Panel controls (top of the command box):
- Python / Docker — bare
sglang serve …for an existing SGLang env, or adocker run … sglang serve …wrap against the dev image from the Install SGLang panel above. - ⧉ Copy — copies the current command (with whichever framing is active) to your clipboard.
- $ cURL — a sample request against
localhost:30000to confirm the server is up. - ⚙ Env — edits the placeholders (
HOST_IP,PORT,HF_TOKEN) the command and cURL share. Persists in localStorage across cookbooks. - Verified / Not Verified badge — green when the
(hw, variant, quant, strategy, nodes)combo has been run end-to-end on real hardware; yellow when auto-derived from a neighbor and not yet re-checked.
Playground
The Playground is where you experiment with SGLang features beyond the verified matrix. The Deploy panel above only emits combinations that have been signed off on; the Playground lets you turn on additional knobs on top of whichever cell the Deploy panel is currently showing. The base is read live from your Deploy selection — only your overrides change. For LFM2.5 the exposed knob is the TP override (every variant is verified at TP=1; TP=2 is available for experimentation on the larger checkpoints). The reasoning and tool-call parsers are not playground toggles here — they are variant-intrinsic and already baked into each verified command. Lines highlighted green are added by your overrides; lines with red strikethrough were in the verified base but stripped by an override. When no override differs from the base cell, the playground inherits the base’s Verified badge; any actual change flips it to Not Verified until the new configuration is run end-to-end and submitted back.Panel controls reuse Python / Docker · ⧉ Copy · $ cURL · ⚙ Env from the Deploy panel, plus one extra:
- Submit ↗ — opens a pre-filled GitHub issue so you can land your override combo as a new verified cookbook cell. Shown only while the badge says Not Verified; click it once you’ve actually run the command on your hardware and confirmed it works.
1. Model Introduction
LFM2.5 is Liquid AI’s family of hybrid models for on-device deployment, released under the LFM Open License v1.0. It builds on the LFM2 architecture with extended pre-training — 10T → 28T tokens for the dense models, 12T → 38T for the 8B-A1B MoE — and large-scale reinforcement learning. The backbone interleaves gated short convolution blocks with a small minority of grouped query attention (GQA) blocks. Each convolution block applies input-dependent multiplicative gating around a depthwise short convolution, giving fast local mixing at low compute and memory cost. The GQA blocks handle global context and long-range retrieval. This minimal hybrid layout was selected by a hardware-in-the-loop architecture search under edge latency and memory budgets. On CPUs it delivers up to 2× faster prefill and decode than similarly sized models (see the LFM2 Technical Report). Key Features:- Hybrid gated short conv + GQA layout: the 1.2B / 350M dense models are 16 layers (10 conv + 6 GQA); the 8B-A1B MoE is 24 layers (18 conv + 6 GQA). With only 6 attention layers per model, the KV cache stays small even at long context.

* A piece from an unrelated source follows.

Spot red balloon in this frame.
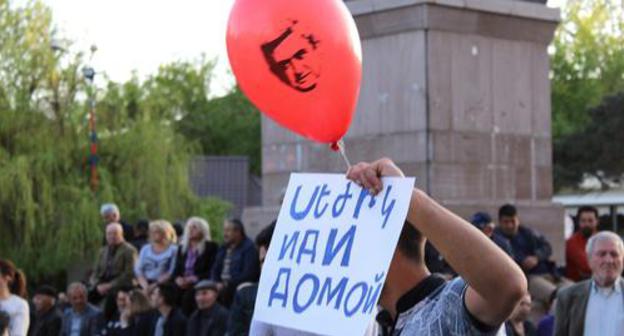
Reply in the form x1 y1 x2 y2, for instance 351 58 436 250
227 0 362 144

- Block details: depthwise convolutions with kernel size 3; GQA with 8 KV groups and head size 64, plus RoPE and QK-Norm; pre-norm RMSNorm and SwiGLU MLPs throughout.
- Sparse MoE (8B-A1B): 8.3B total / 1.5B active parameters. Every layer except the first two replaces its dense MLP with a 32-expert MoE block; each token is routed to the top-4 SwiGLU experts by a normalized sigmoid router with adaptive bias load balancing.
- New in 2.5 (8B-A1B): the blocks are unchanged from LFM2-8B-A1B, but the context window grows from 32K to 128K (a RoPE base-θ increase plus long-context midtraining) and the vocabulary doubles from 65,536 to 128,000 tokens for more efficient non-Latin tokenization.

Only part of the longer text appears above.